Disabling HA is a prerequisite so we have done that in the previous blog, and we will now start enabling continuous availability on our vRops now that our environment is massive. While HA offers what we need in terms of losing a node, the CA ensure that I ever there was a fault domain failure, the vROps cluster will still be operational however in a degraded mode. Both HA and CA can’t be enabled at the same time. The vRops Cluster will need to go offline during the CA configuration so plan accordingly.
In case of a Fault Domain failure, the remaining active Fault Domain and the Witness Node will keep the cluster alive by promoting the Replica Node as the new Master Node. The cluster will run in degraded mode.
In this environment, I’ve got my nodes under a single vCenter however, data Nodes must be split into different vSphere clusters to ensure they are under two different fault domains.

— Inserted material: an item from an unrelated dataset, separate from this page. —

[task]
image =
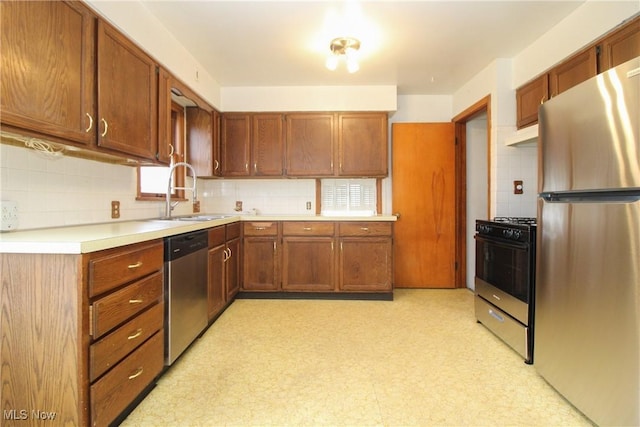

The v`Rops CA Configuration
To implement vRealize Operations’ continuous availability, we require the following prerequisites in place
- Master Node – Assign the master node to fault domain 1.
- Replica Master Node – The replica node is a copy of the master node and this will need to be moved to fault domain 2.
- Witness Node – The witness node should be deployed in a 3rd site ideally and should be working. This act as a quorum node just to prevent a split-brain scenario
- Data Node – In order for data to be divided evenly across the fault domain, we will need to ensure there is an equal number of data nodes on both fault domains.
- Remote Collectors – they don’t need to be part of fault domains
In my lab, I have these nodes deployed – 2 of my data nodes will go into Fault domain 1 & the other two will go into Fault domain 2. The witness can be anywhere.
Role | Type | Fault Domain |
vRops-1 | Master | Fault domain 1 |
vRops-4 | Data Node | Fault domain 1 |
vRops-6 | Witness | |
vRops-7/ftp | Data Node | Fault domain 2 |
vRops-8 | Data Node | Fault domain 2 |
Once logged in to the admin UI, click Enable CA button to proceed with the Continuous Availability configuration.
The master node by default is placed in fault domain 1 & we do have options to spread our data collectors as pairs. I’ve placed 2 of my data nodes in London vCenter 1 and the other two in London vCenter 2 showing these nodes are deployed in separate sites. Click OK to proceed.
The witness is the tie-breaker and my data nodes are placed evenly across my two vCenters. Once this is defined, click OK
vROps cluster will go offline during this process
After a few minutes, the continuous Availability feature is enabled.
Simulating a DR scenario of London-VC01
Lets hit take offline on our London VC-1 which represents our London-Colo-1
Click OK to continue
Our London-vC01 site is now offline and as expected, we are running under degraded mode on our Cluster but our vROps will still be active
As per the above example, my master node is ftp.ash.local and i can get to our vRops cluster.